As I type this blog post, my ear drums are hammered by the punching of my fingertips against the keyboard, and I curse myself for not including this essential percussion of my daily life as a sound bite in my composition. I am soothed, however, by the fact that I could list a thousand more noises I hadn’t included: my sniffly nose, the rustling leaves outside my open window, a running shower with men’s-room-reverb, the late-night busy clamor of my Chinese neighbors, the list goes on…
My composition is not arranged linearly; I layered my field recordings because I wanted to best represent how the echoing memories of my sonic daily life congregate in my mind, running into each other, creating entirely new soundscapes altogether. This, to me, is quite profound, for there is a constant stream of vibrations entering my ears and they are stored in my memory as electrical impulses which I can hear inside my head – via reminiscence – at any moment of my choosing, and sometimes not of my choosing. I then compile those electrical impulses through a hard drive external to my brain, and arrange them by viewing a visual interface and replaying them as vibrations out of a stereo, feeding this energy-transferring perpetuation of vibration to organic memory to artificial memory and back again until I have composed a project for a class in which other students are cycling through the same process, feeding the relationship between man and machine – a relationship fueled by vibrations. Lawrence English, in his article, “The sounds around us: an introduction to field recording,” articulates that “the microphone and the recording device are non-cognitive,” which emphasizes this near-symbiosis because, although our technologies do not “need,” it is necessary for humans to manipulate recordings (amplifying certain sounds, removing extraneous noise, etc.) in order for the successful transmission of “listening.”
The individual recordings of my daily life work together as layers and take on a musical quality.
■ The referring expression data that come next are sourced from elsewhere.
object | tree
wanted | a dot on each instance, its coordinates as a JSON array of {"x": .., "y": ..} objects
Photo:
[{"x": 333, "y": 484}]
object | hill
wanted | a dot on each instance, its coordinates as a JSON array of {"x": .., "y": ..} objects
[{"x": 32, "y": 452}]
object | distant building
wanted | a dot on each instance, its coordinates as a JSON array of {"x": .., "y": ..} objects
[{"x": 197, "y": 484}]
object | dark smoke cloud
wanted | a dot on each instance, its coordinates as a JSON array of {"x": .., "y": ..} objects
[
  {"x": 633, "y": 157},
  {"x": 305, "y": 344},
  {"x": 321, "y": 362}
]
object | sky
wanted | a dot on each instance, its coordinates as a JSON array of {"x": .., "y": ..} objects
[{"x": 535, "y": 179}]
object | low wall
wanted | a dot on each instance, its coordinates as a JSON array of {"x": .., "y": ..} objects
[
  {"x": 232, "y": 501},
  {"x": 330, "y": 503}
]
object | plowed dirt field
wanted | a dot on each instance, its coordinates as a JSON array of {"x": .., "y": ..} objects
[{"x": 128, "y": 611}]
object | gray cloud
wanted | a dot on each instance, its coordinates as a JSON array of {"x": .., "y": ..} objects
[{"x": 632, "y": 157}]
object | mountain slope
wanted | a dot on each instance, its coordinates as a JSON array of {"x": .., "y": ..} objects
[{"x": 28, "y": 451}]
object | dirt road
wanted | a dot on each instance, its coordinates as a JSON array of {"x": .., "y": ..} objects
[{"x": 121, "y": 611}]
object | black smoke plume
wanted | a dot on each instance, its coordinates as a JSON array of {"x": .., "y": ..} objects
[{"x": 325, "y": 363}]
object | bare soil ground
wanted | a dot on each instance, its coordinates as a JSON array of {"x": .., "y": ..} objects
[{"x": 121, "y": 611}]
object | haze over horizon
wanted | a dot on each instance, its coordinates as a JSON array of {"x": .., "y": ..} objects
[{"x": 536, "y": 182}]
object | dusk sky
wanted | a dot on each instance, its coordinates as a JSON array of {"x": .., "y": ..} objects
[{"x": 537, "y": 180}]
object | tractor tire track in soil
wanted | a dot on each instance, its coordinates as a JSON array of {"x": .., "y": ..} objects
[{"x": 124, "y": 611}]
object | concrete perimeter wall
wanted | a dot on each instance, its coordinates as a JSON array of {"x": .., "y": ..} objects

None of the recordings were altered other than clipping and minor volume adjustment (volume adjustment was crucial). I included samples of a documentary I watched in my sociology class called The Life and Times of Rosie the Riveter, which I recorded in class. Three of the layers are instrumental (improvised by yours truly). I spend a lot of free time playing guitar, banjo, and keyboard synthesizer, so, naturally, I included these sounds in my composition. Playing music is an invaluable stress-reliever. I also use it for relaxation and stimulation; by playing certain families of vibrations, I am psychologically affected accordingly. In listening to the collection of sounds I have put together, one can hear the mundane noises of society: slamming doors, groaning buses, talking crowds of people, and tumbling dryers to name a few. I appreciate such sounds because when I hear them in my memory, I am musically inspired. This inspiration may have led me to compose my audiography in an unorthodox manner. I am justified by my certainty that this means of composition most strongly represents my take on the sounds of daily life. What I feel is most important to get across is that the sounds of my daily life do not only occur as I hear them, but also when I remember them, which is a definitive factor of my overall sound experience. I feel that my audiography has “grain”, as Roland Barthes calls the “signifier of the level of which […] the temptation of ethos can be liquidated” (Barthes 181). In other words, when I listen to my audiography, I do not feel it appropriate to label it with adjectives and force inaccurate characteristics upon it. Instead, I feel that only the compilation can describe itself, as both a listening and reflecting experience.
Works Cited:
English, Lawrence. “The Sounds around Us: An Introduction to Field Recording.”
The Conversation. N.p., 8 Feb. 2015. Web. 11 Oct. 2015.
The Life and times of Rosie the Riveter. Dir. Connie Field. Perf. Wanita Allen, Gladys Belcher,
Lyn Childs, Lola Weixel, Margaret Wright. Clarity Productions, 1980.
Barthes, Roland, and Stephen Heath. “The Grain of the Voice.” Image, Music, Text. Noonday Press ed. 1977. N. pag. Print.